Sadrist leader Liqa' Al-Yasin said that the Sadrists have now become the spinal column of the Iraqi National Alliance. He said that the movement had demonstrated that it had a large public base, and asserted that that base is cultured, aware, and abiding by the principles both of Islamic Law and the Nation. Al-Yasin said that the Sadrists would work for the liberation of Iraq and the realization of national sovereignty. [Translation: they want US troops out of their country tout de suite.] He adds that other goals are to gain the release of prisoners and to take some of the burdens off the shoulders of ordinary citizens. Sadrist leaders said that "the next phase will concentrate on political action to end the Occupation altogether."

Another Sadrist leader said that the movement has foresworn violence and that they would not take up arms again save in situation of dire necessity.

Meanwhile,
al-Hayat is also reporting that a couple of days ago representatives of the Sadr Movement
and of al-Maliki's State of Law met in Tehran in an Iranian-backed attempt quickly to form a new Shiite-dominated government. In Iran for the talks were President Jalal Talibani and his Shiite vice president, Adil Abdel Mahdi of the Islamic Supreme Council of Iraq.

This move underlines the way in which Iraq's election has geopolitical as well as local significance. Also that Iran is sitting pretty while the US prepares to withdraw.



End/ (Not Continued)

3 Comments:

At 2:31 PM, Blogger Tao Dao Man said...

The day is approaching that Iraq will be an Islamic Republic.
The U.S. will have to prepare for that day.
Another pice to the puzzle is how do the Kurds play into this?
How much will the Saudi's want to influence the Iraqi Sunni population.

 
At 1:09 AM, Anonymous Thomas Ancrum Moore said...

Thank you Dr. Cole, without you we all would be guessing and hearing the predatory government's spin and outright lies... Too much at stake for them to even consider being straightforward... This looks to me like the endgame for the theft of Iraq.. What will become of the mega-mbbassy..?? Maybe air conditioned football

 
At 2:50 AM, Blogger leftside said...

What drama!
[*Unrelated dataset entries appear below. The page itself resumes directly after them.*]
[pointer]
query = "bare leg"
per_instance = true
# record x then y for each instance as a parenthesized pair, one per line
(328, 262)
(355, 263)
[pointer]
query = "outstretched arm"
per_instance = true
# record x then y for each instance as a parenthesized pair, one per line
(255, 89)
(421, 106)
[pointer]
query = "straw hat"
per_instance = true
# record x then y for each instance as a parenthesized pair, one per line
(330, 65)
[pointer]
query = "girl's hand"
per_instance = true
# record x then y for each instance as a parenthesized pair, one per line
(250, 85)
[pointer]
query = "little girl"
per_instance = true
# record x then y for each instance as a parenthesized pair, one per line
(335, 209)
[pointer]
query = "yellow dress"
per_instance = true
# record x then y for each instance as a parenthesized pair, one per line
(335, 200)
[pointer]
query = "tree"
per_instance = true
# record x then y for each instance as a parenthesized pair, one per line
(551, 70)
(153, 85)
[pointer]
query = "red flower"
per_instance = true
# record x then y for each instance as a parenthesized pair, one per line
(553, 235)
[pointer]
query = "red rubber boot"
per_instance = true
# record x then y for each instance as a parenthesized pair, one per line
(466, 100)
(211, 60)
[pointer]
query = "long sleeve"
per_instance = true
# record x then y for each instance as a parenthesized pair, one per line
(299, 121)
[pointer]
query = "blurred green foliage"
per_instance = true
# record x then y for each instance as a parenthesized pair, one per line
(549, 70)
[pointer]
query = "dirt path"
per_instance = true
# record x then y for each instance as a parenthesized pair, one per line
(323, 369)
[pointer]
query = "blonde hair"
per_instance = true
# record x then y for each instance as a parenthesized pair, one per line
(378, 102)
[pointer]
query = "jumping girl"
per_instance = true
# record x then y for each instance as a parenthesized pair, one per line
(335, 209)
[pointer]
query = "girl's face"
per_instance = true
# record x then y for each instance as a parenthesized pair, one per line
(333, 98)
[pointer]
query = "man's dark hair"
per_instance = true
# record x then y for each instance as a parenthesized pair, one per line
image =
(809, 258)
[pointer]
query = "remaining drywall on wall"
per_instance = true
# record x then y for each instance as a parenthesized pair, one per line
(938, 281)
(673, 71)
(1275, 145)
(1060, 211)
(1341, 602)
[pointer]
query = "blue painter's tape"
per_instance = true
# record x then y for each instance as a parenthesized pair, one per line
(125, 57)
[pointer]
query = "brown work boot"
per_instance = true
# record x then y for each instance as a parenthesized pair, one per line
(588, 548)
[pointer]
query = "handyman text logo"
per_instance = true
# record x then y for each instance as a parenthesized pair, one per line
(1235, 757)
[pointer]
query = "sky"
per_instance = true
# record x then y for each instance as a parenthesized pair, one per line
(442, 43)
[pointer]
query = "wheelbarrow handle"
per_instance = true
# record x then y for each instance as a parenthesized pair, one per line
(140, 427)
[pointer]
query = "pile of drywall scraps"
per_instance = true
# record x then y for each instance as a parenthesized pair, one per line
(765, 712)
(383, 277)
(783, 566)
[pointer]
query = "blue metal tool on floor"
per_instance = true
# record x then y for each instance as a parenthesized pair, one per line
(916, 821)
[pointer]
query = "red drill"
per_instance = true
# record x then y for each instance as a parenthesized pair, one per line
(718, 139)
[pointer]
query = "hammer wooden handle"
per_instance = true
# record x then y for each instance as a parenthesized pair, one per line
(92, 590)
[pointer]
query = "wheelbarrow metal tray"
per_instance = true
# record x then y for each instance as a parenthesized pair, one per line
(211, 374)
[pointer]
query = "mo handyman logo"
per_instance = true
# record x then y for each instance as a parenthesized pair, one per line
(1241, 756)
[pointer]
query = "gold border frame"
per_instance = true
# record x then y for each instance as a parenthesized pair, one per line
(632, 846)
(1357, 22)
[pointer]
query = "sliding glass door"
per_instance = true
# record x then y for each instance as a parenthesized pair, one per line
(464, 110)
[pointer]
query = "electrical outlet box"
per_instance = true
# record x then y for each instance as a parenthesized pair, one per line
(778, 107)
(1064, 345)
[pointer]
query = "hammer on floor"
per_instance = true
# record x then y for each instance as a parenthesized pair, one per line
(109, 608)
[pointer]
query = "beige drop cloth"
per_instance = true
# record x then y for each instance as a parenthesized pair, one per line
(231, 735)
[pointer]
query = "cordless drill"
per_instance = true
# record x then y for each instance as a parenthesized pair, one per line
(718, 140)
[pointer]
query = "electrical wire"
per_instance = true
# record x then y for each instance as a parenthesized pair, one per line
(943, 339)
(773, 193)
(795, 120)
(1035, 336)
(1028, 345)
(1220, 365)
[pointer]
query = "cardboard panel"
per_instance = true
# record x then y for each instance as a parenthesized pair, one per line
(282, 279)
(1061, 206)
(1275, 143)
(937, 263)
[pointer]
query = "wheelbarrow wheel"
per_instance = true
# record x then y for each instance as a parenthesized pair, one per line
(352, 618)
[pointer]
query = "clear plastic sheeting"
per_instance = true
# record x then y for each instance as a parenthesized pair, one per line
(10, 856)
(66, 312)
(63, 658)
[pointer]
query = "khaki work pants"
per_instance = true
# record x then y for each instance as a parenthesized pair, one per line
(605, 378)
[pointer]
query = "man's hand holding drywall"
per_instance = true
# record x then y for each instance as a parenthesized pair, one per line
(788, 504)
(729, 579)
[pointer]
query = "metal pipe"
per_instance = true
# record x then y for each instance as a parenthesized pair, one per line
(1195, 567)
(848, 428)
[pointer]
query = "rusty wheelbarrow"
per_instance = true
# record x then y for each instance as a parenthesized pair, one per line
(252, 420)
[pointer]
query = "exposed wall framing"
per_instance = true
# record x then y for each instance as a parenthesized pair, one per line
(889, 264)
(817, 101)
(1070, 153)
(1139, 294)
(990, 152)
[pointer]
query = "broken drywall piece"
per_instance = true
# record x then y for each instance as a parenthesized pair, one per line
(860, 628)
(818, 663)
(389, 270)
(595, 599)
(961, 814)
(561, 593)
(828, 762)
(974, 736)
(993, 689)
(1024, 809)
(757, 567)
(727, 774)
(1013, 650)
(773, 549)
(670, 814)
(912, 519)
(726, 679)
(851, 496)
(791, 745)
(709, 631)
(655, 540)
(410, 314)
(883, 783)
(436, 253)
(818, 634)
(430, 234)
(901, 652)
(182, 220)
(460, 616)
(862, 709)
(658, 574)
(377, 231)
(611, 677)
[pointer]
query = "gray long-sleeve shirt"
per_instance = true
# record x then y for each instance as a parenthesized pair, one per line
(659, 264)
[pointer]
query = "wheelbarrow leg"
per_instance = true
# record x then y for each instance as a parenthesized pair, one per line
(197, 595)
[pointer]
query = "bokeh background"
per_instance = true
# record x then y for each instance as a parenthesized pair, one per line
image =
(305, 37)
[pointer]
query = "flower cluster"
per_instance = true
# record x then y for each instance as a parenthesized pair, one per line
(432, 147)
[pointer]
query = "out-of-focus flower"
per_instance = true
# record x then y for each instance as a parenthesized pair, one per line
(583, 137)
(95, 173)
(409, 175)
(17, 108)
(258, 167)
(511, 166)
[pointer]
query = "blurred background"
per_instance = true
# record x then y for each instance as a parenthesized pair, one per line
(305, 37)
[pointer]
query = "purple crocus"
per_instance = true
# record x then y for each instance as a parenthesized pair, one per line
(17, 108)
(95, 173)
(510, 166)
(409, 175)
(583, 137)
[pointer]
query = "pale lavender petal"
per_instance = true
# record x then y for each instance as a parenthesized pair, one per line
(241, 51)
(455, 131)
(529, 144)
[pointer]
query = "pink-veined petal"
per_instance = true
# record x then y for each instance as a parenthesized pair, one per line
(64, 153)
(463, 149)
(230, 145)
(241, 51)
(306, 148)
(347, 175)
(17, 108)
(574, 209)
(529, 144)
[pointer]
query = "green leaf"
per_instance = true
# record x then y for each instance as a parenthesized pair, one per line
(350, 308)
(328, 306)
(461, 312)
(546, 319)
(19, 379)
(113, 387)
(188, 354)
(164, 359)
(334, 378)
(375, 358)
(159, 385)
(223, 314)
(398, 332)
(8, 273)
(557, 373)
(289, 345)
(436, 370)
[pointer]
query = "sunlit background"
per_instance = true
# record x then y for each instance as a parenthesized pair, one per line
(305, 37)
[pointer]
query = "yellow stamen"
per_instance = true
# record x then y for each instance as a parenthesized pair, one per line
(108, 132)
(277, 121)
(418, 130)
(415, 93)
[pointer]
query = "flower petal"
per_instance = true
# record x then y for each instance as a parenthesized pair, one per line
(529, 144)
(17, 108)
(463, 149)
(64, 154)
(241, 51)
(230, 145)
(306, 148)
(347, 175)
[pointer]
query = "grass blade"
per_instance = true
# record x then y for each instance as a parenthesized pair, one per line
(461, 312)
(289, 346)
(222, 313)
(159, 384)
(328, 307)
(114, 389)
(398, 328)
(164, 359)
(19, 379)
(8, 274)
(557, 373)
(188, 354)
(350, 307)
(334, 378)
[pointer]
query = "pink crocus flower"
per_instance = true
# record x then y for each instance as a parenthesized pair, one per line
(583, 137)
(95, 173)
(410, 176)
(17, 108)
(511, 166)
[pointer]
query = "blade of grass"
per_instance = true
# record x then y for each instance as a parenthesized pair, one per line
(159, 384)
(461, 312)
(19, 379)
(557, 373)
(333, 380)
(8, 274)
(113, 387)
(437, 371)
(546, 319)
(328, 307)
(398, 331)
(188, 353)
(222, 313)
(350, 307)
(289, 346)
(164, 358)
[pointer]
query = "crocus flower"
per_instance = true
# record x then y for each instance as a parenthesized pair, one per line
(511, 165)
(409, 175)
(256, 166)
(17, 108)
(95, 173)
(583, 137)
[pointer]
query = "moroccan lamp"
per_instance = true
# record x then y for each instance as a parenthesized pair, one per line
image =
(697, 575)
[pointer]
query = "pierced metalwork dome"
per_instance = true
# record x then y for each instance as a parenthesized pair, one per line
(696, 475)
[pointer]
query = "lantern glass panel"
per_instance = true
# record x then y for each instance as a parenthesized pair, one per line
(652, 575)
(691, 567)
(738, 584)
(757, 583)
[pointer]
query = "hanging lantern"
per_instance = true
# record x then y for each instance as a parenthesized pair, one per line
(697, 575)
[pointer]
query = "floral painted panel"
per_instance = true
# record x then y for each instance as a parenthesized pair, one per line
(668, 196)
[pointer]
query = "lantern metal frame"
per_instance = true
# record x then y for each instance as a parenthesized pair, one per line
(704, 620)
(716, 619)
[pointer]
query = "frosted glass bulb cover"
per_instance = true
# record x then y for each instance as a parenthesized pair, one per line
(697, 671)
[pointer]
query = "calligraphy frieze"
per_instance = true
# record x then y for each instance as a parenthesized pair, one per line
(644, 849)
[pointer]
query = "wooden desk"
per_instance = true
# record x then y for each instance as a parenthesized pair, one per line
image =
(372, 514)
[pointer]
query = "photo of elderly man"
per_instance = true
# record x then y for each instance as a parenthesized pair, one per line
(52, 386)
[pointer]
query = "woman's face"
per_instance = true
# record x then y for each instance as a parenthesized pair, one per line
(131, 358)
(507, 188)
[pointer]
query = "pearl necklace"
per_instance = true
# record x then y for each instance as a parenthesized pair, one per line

America's guy (Allawi) miraculously wins, but is going to be fought tooth and nail. All the cards lie with the Kurds and Sadr. Do they choose nationalism and secularism or religious fundamentalism and sectarianism? If they diverge, it is likely Maliki will prevail.

Either way, someone is gonna be REAL pissed and their "democracy" is new enough there that an institutional crisis could easily turn violent again.